10. 사전 훈련된 단어 임베딩 사용하기: GloVe 임베딩

- 원본 IMDB 텍스트 내려받기

import wget
import os
import zipfile

wget.download("http://mng.bz/0tIo")

local_zip = '0tIo'
zip_ref = zipfile.ZipFile(local_zip, 'r')
zip_ref.extractall()
zip_ref.close()

imdb_dir = "aclImdb"
train_dir = os.path.join(imdb_dir, 'train')

labels = []
texts = []
for label_type in ['neg', 'pos']:
    dir_name = os.path.join(train_dir, label_type)

    for fname in os.listdir(dir_name):
        if fname[-4:] == '.txt':
            f = open(os.path.join(dir_name, fname), encoding = 'utf-8')
            texts.append(f.read())
            f.close()

            if label_type == 'neg':
                labels.append(0)
            else:
                labels.append(1)

texts[0]

# 출력 결과
"Story of a man who has unnatural feelings for a pig. Starts out with a opening scene that is
a terrific example of absurd comedy. A formal orchestra audience is turned into an insane,
violent mob by the crazy chantings of it's singers. Unfortunately it stays absurd the WHOLE
time with no general narrative eventually making it just too off putting. Even those from the
era should be turned off. The cryptic dialogue would make Shakespeare seem easy to a third grader.
On a technical level it's better than you might think with some good cinematography by future
great Vilmos Zsigmond. Future stars Sally Kirkland and Frederic Forrest can be seen briefly."

labels[0]  # 0(부정적인 리뷰)

- 데이터 토큰화

from tensorflow.keras.preprocessing.text import Tokenizer
from tensorflow.keras.preprocessing.sequence import pad_sequences

max_len = 100
training_samples = 200
validation_samples = 10000
max_words = 10000

tokenizer = Tokenizer(num_words = max_words)
tokenizer.fit_on_texts(texts)
sequences = tokenizer.texts_to_sequences(texts)
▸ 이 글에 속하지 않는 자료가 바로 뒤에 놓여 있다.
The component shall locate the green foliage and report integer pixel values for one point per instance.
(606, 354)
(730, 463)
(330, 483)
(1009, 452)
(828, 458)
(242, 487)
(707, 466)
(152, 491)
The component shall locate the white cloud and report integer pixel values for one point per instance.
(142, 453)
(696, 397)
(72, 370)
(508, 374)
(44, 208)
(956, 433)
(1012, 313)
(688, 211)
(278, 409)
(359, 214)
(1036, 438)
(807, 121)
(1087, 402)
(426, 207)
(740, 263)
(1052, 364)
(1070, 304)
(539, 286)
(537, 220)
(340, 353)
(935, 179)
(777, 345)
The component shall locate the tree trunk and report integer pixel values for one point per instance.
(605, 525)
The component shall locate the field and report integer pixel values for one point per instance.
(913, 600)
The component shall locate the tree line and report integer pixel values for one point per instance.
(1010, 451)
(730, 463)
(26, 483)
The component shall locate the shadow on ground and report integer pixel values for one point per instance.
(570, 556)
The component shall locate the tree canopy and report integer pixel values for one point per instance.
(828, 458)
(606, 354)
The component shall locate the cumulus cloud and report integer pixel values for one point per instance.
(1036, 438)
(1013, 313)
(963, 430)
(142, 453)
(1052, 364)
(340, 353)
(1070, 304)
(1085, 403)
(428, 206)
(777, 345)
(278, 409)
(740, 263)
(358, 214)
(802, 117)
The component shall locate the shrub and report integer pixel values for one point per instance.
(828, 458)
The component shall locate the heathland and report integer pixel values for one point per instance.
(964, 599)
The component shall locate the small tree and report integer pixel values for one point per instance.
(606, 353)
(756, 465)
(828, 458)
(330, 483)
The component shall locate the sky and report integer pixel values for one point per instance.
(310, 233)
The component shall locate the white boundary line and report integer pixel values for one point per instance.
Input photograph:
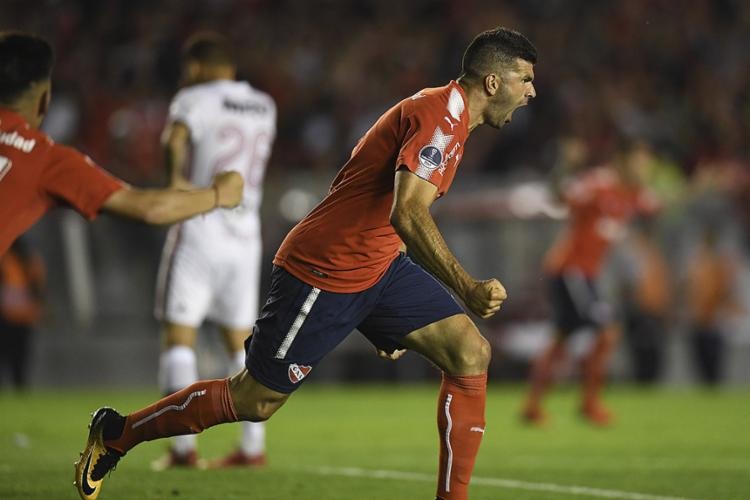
(489, 481)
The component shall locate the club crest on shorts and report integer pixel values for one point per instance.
(430, 157)
(297, 372)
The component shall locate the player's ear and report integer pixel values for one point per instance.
(492, 83)
(45, 96)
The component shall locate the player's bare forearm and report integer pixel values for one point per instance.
(176, 143)
(167, 206)
(410, 216)
(161, 206)
(418, 230)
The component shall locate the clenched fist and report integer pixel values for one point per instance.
(484, 298)
(228, 186)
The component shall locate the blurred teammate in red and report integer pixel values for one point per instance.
(343, 268)
(36, 174)
(600, 203)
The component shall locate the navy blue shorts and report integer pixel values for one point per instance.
(300, 324)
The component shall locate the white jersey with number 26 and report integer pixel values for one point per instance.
(232, 127)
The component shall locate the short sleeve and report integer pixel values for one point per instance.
(424, 144)
(185, 108)
(73, 179)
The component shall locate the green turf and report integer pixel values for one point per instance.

word_index = tokenizer.word_index
print(len(word_index))  # 88582

data = pad_sequences(sequences, maxlen = max_len)
labels = np.asarray(labels)

print(data.shape)    # (25000, 100)
print(labels.shape)  # (25000,)

indices = np.arange(data.shape[0])
np.random.shuffle(indices)
data = data[indices]
labels = labels[indices]

x_train = data[:training_samples]
y_train = labels[:training_samples]
x_val = data[training_samples : training_samples + validation_samples]
y_val = labels[training_samples : training_samples + validation_samples]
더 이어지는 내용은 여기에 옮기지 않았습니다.